Should Chaput achieve his objective come October, he plans on bringing a gritty brand of hockey to the table.
"I play both sides of the ice and I pride myself on working hard every shift, using my body and being physical. I'm not afraid to go in the corners. I play that chippy game," described Chaput, who stands 6-foot-2 and tips the scales at 205 pounds. "I can also see the game and see the play. That's my style. But, if I'm called upon to be a defensive guy, I'm comfortable doing that. In the AHL, I've been playing more on the top two lines, and then when I'd go up to the NHL, I'd be a third or fourth-line guy.
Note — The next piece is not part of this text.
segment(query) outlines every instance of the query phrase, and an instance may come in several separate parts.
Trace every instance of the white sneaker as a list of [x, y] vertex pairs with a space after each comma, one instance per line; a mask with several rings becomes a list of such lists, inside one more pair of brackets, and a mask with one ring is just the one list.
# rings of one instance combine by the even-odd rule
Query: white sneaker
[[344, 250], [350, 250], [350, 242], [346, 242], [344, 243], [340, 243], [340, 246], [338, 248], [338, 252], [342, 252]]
I can adjust my game, and hopefully I can bring it to a new level this season."
Doing so with the CH on his chest - and cementing his place in the NHL in the process - would obviously be meaningful after playing 301 AHL games since turning pro in 2012-13.
"It's a really big year, especially the first year in a new organization. I've got to make an impact. Hopefully, I can stay here in the long run," confided Chaput, who played a career-high 68 NHL games with the Canucks two years ago. "There's been a lot of disappointment along the way, especially when you know you can play in the NHL and you've been there. It's tough, but you've just go to be strong mentally and tell yourself to keep going. That's what you've been working on forever, so you've got to keep going and try to get back to it."
And, what better way to "get back at it" than by sticking with the big club and suiting up at the Bell Centre on a regular basis beginning eight weeks from now…
"I grew up going to Canadiens games and watching them play. Then, eventually I turned pro and started playing against them. There's always a little sense, something cool about it," concluded Chaput, who played his first-ever game at the Bell Centre in early January in a 5-2 loss to the Habs. "I watched Saku Koivu a lot and Richard Zednik, too. My grandpa always loved Arron Asham. It was great to watch the games together. Now, I have the chance to play for the team I watched as a kid. That would be pretty special."